Feel like a Failure to my parents

What does the average parents expect when they get a daughter? They hope for the best, but they expect to get the average child, right? Someone who will get little jobs when they are young, go to school or get a career so they can support themselves, have a few close friends, get a boyfriend and get married, start a family so the parents can have the joy of grandchildren and see their family continue on. That's what parents want, right? If I had a daughter, I'd at least expect normalcy.



I completed failed at all of it, I turned out to be a defect child. I have more disorders along with my severe SA and it robbed my parents of having normal, successful, self-sustaining child. I never got a job and probably never will, I'm seeking government disability aid. I've been going to community college for 3 years now and am dropping out finally because it's a waste of time and I can't do it anymore. I have zero friends, zero acquaintances, and finally admitted to them that I don't even want any, I like being a solitary hermit, as horrible as that sounds.

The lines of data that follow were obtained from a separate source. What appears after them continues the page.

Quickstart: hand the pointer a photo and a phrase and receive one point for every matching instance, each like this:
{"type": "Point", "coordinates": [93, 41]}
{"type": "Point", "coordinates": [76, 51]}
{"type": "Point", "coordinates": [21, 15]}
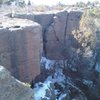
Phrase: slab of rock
{"type": "Point", "coordinates": [12, 89]}
{"type": "Point", "coordinates": [20, 47]}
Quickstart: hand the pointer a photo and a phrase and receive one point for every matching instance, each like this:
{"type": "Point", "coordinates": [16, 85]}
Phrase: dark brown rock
{"type": "Point", "coordinates": [20, 48]}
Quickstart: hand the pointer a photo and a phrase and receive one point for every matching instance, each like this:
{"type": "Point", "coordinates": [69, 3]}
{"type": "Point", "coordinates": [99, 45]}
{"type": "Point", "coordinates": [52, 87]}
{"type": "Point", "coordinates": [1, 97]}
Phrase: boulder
{"type": "Point", "coordinates": [12, 89]}
{"type": "Point", "coordinates": [21, 47]}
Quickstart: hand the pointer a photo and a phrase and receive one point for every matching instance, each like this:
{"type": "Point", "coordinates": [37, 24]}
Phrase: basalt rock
{"type": "Point", "coordinates": [20, 47]}
{"type": "Point", "coordinates": [12, 89]}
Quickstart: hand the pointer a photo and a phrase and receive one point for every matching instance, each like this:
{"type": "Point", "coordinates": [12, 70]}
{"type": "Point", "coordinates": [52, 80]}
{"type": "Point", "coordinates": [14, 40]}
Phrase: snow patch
{"type": "Point", "coordinates": [97, 68]}
{"type": "Point", "coordinates": [40, 91]}
{"type": "Point", "coordinates": [47, 63]}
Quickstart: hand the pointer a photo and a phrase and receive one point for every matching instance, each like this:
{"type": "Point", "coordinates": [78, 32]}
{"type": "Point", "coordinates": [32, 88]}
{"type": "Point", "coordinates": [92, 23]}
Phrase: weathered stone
{"type": "Point", "coordinates": [20, 48]}
{"type": "Point", "coordinates": [12, 89]}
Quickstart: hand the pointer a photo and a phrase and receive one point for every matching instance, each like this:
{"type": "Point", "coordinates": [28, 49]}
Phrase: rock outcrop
{"type": "Point", "coordinates": [12, 89]}
{"type": "Point", "coordinates": [20, 47]}
{"type": "Point", "coordinates": [57, 27]}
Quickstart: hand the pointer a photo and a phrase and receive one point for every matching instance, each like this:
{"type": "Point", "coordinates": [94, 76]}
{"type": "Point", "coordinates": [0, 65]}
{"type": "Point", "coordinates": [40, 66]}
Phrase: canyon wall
{"type": "Point", "coordinates": [20, 48]}
{"type": "Point", "coordinates": [57, 28]}
{"type": "Point", "coordinates": [13, 89]}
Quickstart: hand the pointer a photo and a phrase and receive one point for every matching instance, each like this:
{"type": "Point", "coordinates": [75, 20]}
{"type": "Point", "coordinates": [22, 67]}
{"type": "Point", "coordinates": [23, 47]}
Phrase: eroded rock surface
{"type": "Point", "coordinates": [20, 47]}
{"type": "Point", "coordinates": [56, 27]}
{"type": "Point", "coordinates": [12, 89]}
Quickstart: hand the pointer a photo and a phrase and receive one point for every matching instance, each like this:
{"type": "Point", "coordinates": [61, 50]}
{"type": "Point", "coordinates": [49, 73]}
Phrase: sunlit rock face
{"type": "Point", "coordinates": [20, 47]}
{"type": "Point", "coordinates": [57, 27]}
{"type": "Point", "coordinates": [12, 89]}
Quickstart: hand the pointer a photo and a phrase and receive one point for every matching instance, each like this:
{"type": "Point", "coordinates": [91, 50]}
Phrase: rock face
{"type": "Point", "coordinates": [20, 47]}
{"type": "Point", "coordinates": [12, 89]}
{"type": "Point", "coordinates": [57, 27]}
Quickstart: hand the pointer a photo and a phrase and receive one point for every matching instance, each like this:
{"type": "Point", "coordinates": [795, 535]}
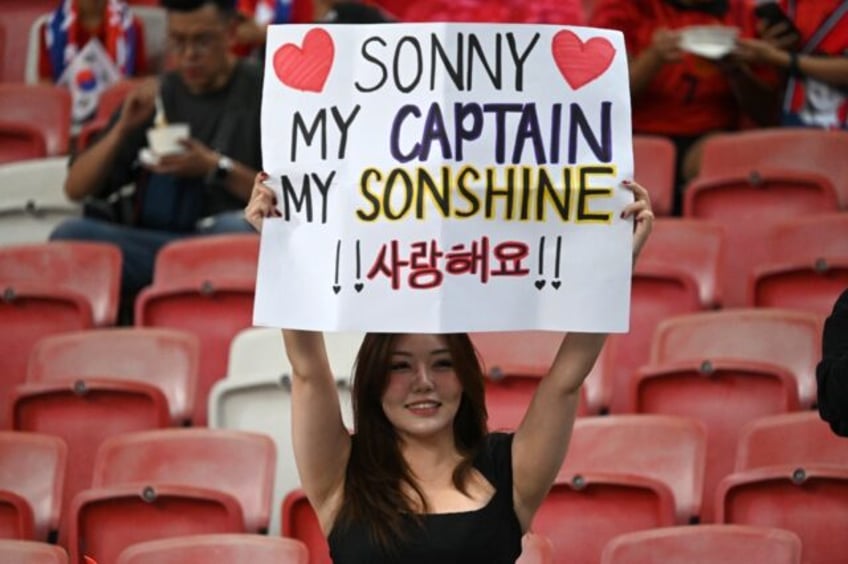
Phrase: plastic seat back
{"type": "Point", "coordinates": [790, 339]}
{"type": "Point", "coordinates": [536, 549]}
{"type": "Point", "coordinates": [724, 395]}
{"type": "Point", "coordinates": [166, 358]}
{"type": "Point", "coordinates": [89, 269]}
{"type": "Point", "coordinates": [16, 517]}
{"type": "Point", "coordinates": [202, 549]}
{"type": "Point", "coordinates": [808, 149]}
{"type": "Point", "coordinates": [793, 438]}
{"type": "Point", "coordinates": [84, 413]}
{"type": "Point", "coordinates": [30, 552]}
{"type": "Point", "coordinates": [203, 285]}
{"type": "Point", "coordinates": [263, 405]}
{"type": "Point", "coordinates": [105, 521]}
{"type": "Point", "coordinates": [33, 466]}
{"type": "Point", "coordinates": [732, 544]}
{"type": "Point", "coordinates": [806, 267]}
{"type": "Point", "coordinates": [811, 501]}
{"type": "Point", "coordinates": [654, 159]}
{"type": "Point", "coordinates": [301, 523]}
{"type": "Point", "coordinates": [44, 107]}
{"type": "Point", "coordinates": [583, 514]}
{"type": "Point", "coordinates": [207, 458]}
{"type": "Point", "coordinates": [695, 246]}
{"type": "Point", "coordinates": [21, 142]}
{"type": "Point", "coordinates": [747, 206]}
{"type": "Point", "coordinates": [669, 449]}
{"type": "Point", "coordinates": [34, 312]}
{"type": "Point", "coordinates": [658, 291]}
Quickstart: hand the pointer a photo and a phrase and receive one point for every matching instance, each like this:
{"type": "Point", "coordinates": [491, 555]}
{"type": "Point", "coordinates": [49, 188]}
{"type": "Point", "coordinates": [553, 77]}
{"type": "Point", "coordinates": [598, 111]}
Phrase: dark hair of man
{"type": "Point", "coordinates": [226, 7]}
{"type": "Point", "coordinates": [376, 472]}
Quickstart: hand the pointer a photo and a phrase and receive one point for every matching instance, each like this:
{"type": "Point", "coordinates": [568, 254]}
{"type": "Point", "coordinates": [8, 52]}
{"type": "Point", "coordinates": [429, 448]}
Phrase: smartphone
{"type": "Point", "coordinates": [773, 14]}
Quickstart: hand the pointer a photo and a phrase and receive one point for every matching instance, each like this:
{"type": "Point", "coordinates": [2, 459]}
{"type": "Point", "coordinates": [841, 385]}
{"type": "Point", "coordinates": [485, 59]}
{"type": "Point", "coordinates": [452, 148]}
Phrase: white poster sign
{"type": "Point", "coordinates": [446, 177]}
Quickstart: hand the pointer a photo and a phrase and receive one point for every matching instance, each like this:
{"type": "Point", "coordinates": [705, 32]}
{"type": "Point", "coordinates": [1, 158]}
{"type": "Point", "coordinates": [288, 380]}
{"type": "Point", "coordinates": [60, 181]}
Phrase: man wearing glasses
{"type": "Point", "coordinates": [199, 187]}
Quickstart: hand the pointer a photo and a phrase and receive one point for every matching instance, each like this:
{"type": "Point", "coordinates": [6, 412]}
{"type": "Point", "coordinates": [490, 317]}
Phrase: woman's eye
{"type": "Point", "coordinates": [443, 363]}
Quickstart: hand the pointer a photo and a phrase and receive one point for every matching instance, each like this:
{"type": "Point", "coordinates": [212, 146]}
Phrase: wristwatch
{"type": "Point", "coordinates": [222, 168]}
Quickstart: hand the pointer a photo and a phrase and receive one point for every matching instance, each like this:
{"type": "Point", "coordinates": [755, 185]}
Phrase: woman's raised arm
{"type": "Point", "coordinates": [321, 441]}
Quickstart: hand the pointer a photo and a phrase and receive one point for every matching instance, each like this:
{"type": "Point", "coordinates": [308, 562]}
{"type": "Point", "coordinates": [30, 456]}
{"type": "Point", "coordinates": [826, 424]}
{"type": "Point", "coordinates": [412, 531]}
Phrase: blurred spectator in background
{"type": "Point", "coordinates": [810, 47]}
{"type": "Point", "coordinates": [354, 12]}
{"type": "Point", "coordinates": [254, 17]}
{"type": "Point", "coordinates": [832, 371]}
{"type": "Point", "coordinates": [676, 93]}
{"type": "Point", "coordinates": [199, 189]}
{"type": "Point", "coordinates": [563, 12]}
{"type": "Point", "coordinates": [87, 45]}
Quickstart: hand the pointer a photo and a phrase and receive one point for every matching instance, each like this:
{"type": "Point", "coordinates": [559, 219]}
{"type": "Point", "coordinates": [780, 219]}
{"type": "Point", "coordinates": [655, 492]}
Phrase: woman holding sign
{"type": "Point", "coordinates": [422, 479]}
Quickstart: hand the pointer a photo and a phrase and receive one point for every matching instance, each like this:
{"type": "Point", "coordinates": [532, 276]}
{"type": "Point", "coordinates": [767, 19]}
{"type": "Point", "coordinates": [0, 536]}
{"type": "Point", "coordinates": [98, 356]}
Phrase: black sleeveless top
{"type": "Point", "coordinates": [491, 534]}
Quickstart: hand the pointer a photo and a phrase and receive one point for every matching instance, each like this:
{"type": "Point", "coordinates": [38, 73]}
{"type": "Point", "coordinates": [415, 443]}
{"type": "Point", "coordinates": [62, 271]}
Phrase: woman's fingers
{"type": "Point", "coordinates": [262, 203]}
{"type": "Point", "coordinates": [643, 215]}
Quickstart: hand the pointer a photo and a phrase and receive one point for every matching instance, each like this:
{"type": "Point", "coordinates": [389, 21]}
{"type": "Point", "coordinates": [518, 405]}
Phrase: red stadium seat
{"type": "Point", "coordinates": [580, 516]}
{"type": "Point", "coordinates": [659, 291]}
{"type": "Point", "coordinates": [805, 149]}
{"type": "Point", "coordinates": [166, 358]}
{"type": "Point", "coordinates": [806, 267]}
{"type": "Point", "coordinates": [21, 141]}
{"type": "Point", "coordinates": [105, 521]}
{"type": "Point", "coordinates": [205, 549]}
{"type": "Point", "coordinates": [695, 246]}
{"type": "Point", "coordinates": [84, 413]}
{"type": "Point", "coordinates": [207, 458]}
{"type": "Point", "coordinates": [536, 549]}
{"type": "Point", "coordinates": [32, 465]}
{"type": "Point", "coordinates": [790, 339]}
{"type": "Point", "coordinates": [205, 286]}
{"type": "Point", "coordinates": [508, 397]}
{"type": "Point", "coordinates": [723, 395]}
{"type": "Point", "coordinates": [793, 438]}
{"type": "Point", "coordinates": [512, 359]}
{"type": "Point", "coordinates": [34, 312]}
{"type": "Point", "coordinates": [705, 543]}
{"type": "Point", "coordinates": [811, 501]}
{"type": "Point", "coordinates": [29, 552]}
{"type": "Point", "coordinates": [44, 107]}
{"type": "Point", "coordinates": [90, 269]}
{"type": "Point", "coordinates": [669, 449]}
{"type": "Point", "coordinates": [17, 520]}
{"type": "Point", "coordinates": [747, 206]}
{"type": "Point", "coordinates": [301, 523]}
{"type": "Point", "coordinates": [654, 159]}
{"type": "Point", "coordinates": [16, 18]}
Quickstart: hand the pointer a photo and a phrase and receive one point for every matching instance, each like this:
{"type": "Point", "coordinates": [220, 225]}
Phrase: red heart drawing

I don't want a boyfriend either, and I definitely don't want to have a child in the future. And for some reason, it's that last part that hurts the most. Because I know my mother would love to see her only daughter have a child too and start a family. I fear that I'm actually robbing her of that experience, I feel like I stole something. Mothers love to go through and experiencing grandchildren. My mother never had a big family, and she dreamed of having a big family. If my brothers don't have kids, then I feel even worse. But come on, her own daughter having a child would be more meaningful than a son's girlfriend.

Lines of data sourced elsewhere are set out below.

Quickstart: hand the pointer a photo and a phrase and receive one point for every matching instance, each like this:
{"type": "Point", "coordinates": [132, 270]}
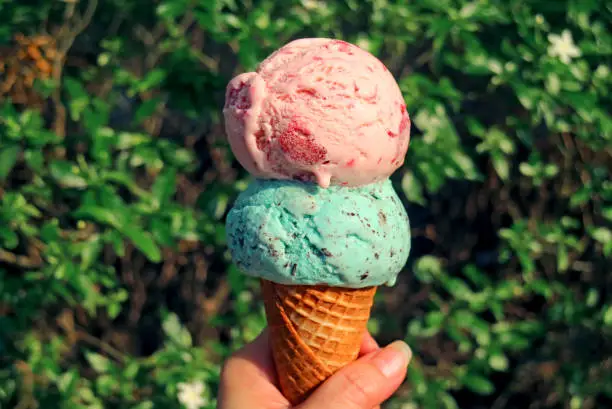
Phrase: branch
{"type": "Point", "coordinates": [66, 36]}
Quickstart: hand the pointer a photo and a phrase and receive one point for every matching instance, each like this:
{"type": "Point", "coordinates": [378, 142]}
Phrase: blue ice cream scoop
{"type": "Point", "coordinates": [291, 232]}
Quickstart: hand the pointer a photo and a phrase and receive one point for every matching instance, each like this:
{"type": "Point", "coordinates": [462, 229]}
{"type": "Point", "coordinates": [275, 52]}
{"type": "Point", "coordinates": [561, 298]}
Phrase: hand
{"type": "Point", "coordinates": [248, 379]}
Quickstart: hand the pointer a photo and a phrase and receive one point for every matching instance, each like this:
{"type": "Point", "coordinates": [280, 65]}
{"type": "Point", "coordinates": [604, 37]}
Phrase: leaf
{"type": "Point", "coordinates": [164, 186]}
{"type": "Point", "coordinates": [499, 362]}
{"type": "Point", "coordinates": [99, 363]}
{"type": "Point", "coordinates": [602, 234]}
{"type": "Point", "coordinates": [67, 174]}
{"type": "Point", "coordinates": [146, 109]}
{"type": "Point", "coordinates": [151, 80]}
{"type": "Point", "coordinates": [99, 214]}
{"type": "Point", "coordinates": [478, 384]}
{"type": "Point", "coordinates": [607, 315]}
{"type": "Point", "coordinates": [9, 238]}
{"type": "Point", "coordinates": [143, 241]}
{"type": "Point", "coordinates": [8, 158]}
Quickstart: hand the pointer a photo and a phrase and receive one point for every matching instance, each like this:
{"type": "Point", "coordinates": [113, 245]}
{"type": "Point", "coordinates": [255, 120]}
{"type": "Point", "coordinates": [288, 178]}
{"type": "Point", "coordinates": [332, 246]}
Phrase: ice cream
{"type": "Point", "coordinates": [294, 233]}
{"type": "Point", "coordinates": [321, 110]}
{"type": "Point", "coordinates": [321, 125]}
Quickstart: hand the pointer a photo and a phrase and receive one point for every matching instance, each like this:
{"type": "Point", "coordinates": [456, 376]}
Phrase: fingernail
{"type": "Point", "coordinates": [393, 358]}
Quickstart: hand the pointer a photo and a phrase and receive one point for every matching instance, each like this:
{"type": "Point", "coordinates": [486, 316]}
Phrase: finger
{"type": "Point", "coordinates": [366, 382]}
{"type": "Point", "coordinates": [368, 344]}
{"type": "Point", "coordinates": [248, 378]}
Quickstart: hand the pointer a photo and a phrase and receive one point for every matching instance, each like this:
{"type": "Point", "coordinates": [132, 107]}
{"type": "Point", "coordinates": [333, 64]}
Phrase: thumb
{"type": "Point", "coordinates": [364, 383]}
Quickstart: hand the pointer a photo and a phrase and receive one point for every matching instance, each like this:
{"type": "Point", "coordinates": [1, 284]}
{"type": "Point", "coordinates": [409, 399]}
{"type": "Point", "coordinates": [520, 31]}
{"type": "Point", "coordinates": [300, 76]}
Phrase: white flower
{"type": "Point", "coordinates": [563, 46]}
{"type": "Point", "coordinates": [190, 395]}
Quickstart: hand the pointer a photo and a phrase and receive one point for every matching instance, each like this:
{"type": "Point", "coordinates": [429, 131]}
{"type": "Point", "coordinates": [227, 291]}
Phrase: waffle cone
{"type": "Point", "coordinates": [314, 331]}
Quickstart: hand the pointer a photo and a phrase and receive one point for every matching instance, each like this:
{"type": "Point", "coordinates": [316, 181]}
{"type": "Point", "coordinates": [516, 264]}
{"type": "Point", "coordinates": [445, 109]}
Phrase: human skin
{"type": "Point", "coordinates": [248, 379]}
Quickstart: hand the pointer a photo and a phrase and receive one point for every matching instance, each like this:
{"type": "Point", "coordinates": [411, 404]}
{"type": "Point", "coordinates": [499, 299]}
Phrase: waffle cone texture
{"type": "Point", "coordinates": [314, 331]}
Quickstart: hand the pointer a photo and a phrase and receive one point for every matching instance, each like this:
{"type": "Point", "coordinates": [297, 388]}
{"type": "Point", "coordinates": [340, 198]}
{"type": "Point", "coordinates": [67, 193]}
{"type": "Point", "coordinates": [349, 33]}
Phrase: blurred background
{"type": "Point", "coordinates": [116, 286]}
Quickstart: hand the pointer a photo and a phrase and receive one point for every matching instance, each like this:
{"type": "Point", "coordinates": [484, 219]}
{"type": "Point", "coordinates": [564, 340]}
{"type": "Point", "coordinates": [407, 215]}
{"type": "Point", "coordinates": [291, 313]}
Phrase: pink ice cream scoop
{"type": "Point", "coordinates": [318, 110]}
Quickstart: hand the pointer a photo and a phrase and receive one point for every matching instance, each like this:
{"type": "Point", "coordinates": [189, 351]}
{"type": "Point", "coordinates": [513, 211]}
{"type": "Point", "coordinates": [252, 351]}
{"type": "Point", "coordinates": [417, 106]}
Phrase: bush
{"type": "Point", "coordinates": [115, 283]}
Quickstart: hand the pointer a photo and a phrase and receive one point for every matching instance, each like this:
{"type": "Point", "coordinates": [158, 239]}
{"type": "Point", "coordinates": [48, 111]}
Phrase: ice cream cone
{"type": "Point", "coordinates": [314, 331]}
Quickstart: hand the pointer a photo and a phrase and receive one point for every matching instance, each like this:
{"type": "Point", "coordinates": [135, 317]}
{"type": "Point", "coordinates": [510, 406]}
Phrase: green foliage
{"type": "Point", "coordinates": [115, 282]}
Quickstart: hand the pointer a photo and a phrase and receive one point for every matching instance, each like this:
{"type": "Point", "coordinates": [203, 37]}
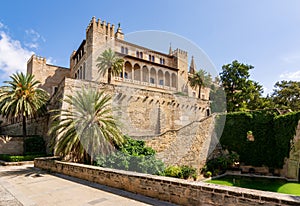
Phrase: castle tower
{"type": "Point", "coordinates": [192, 66]}
{"type": "Point", "coordinates": [181, 61]}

My parents were great parents, did nothing wrong, and yet, their daughter failed.



My two older brothers are quote unquote "failures" as well. They are in the their late twenties and work at a restaurant serving, never gone to college and have no plans to do anything else, never had solid girlfriends. My mother and father were so proud that I was going to college to be something. I was their last hope at a normal, functioning, successful child. And it turns out, due to mental illness, I'm even more non-functional than my older brothers.



I've keeping this all inside, that I just feel so guilty and horrible for having mental illness, that I failed everyone who had hopes for me. Just normal, run-of-the-mill, this-is-what-children-do hopes. My mom was discussing with me last night about whether or not I will finally drop out of college, she wants me to because she knows I can't do it. I want to, as well. But I just feel like the biggest failure if I do that.

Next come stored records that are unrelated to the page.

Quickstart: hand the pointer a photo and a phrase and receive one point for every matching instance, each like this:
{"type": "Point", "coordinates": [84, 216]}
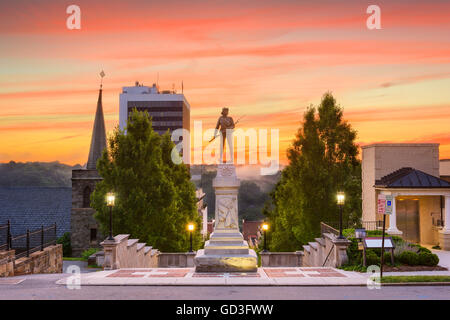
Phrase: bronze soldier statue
{"type": "Point", "coordinates": [224, 124]}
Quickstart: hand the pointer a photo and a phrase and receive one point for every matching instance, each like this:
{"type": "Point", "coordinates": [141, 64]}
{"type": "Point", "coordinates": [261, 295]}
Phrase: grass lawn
{"type": "Point", "coordinates": [403, 279]}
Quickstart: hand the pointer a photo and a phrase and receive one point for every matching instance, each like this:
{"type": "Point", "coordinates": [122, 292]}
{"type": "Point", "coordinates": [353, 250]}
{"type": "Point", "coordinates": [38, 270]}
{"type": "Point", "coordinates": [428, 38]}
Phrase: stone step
{"type": "Point", "coordinates": [221, 251]}
{"type": "Point", "coordinates": [226, 242]}
{"type": "Point", "coordinates": [147, 249]}
{"type": "Point", "coordinates": [314, 245]}
{"type": "Point", "coordinates": [320, 241]}
{"type": "Point", "coordinates": [132, 242]}
{"type": "Point", "coordinates": [226, 262]}
{"type": "Point", "coordinates": [229, 236]}
{"type": "Point", "coordinates": [121, 237]}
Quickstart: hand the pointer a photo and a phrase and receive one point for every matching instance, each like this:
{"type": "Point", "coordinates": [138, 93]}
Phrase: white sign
{"type": "Point", "coordinates": [381, 204]}
{"type": "Point", "coordinates": [389, 204]}
{"type": "Point", "coordinates": [376, 243]}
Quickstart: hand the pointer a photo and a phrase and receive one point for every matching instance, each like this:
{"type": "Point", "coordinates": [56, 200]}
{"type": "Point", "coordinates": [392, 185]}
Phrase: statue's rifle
{"type": "Point", "coordinates": [219, 134]}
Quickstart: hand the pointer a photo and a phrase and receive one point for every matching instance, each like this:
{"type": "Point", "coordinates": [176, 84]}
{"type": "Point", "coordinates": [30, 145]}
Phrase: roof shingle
{"type": "Point", "coordinates": [411, 178]}
{"type": "Point", "coordinates": [32, 207]}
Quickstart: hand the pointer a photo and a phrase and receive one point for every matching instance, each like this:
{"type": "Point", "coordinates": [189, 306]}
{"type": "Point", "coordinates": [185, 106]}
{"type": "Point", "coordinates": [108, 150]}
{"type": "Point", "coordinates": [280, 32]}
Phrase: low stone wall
{"type": "Point", "coordinates": [281, 259]}
{"type": "Point", "coordinates": [50, 260]}
{"type": "Point", "coordinates": [176, 260]}
{"type": "Point", "coordinates": [7, 263]}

Because then, once I sit at home with no job, and no online schooling at least - then it's going to hit badly that I'm disabled and have nothing to do but pursue SSI. I'm fine with it, I know I need it, and I want that security. But I'm too worried about how my parents feel. I expressed this to my mother last night and she got extremely upset and yelled at me that I'm not a failure and I have to stop thinking that immediately, blah blah. She told me I should always express my feelings to her, but once I do, she yells at me to stop it. I feel like she reacted that way because she does feel that disappointment but doesn't want to acknowledge it. The very first thing she said in our conversation was that she was disappointed that I couldn't finish college.



I'm sorry for this mega-long post. Does anyone else deal with this feeling, if they have severe disabling problems like me? How do I deal with this? Any suggestions? It's okay if no one has any advice, I really just needed to get this off my chest.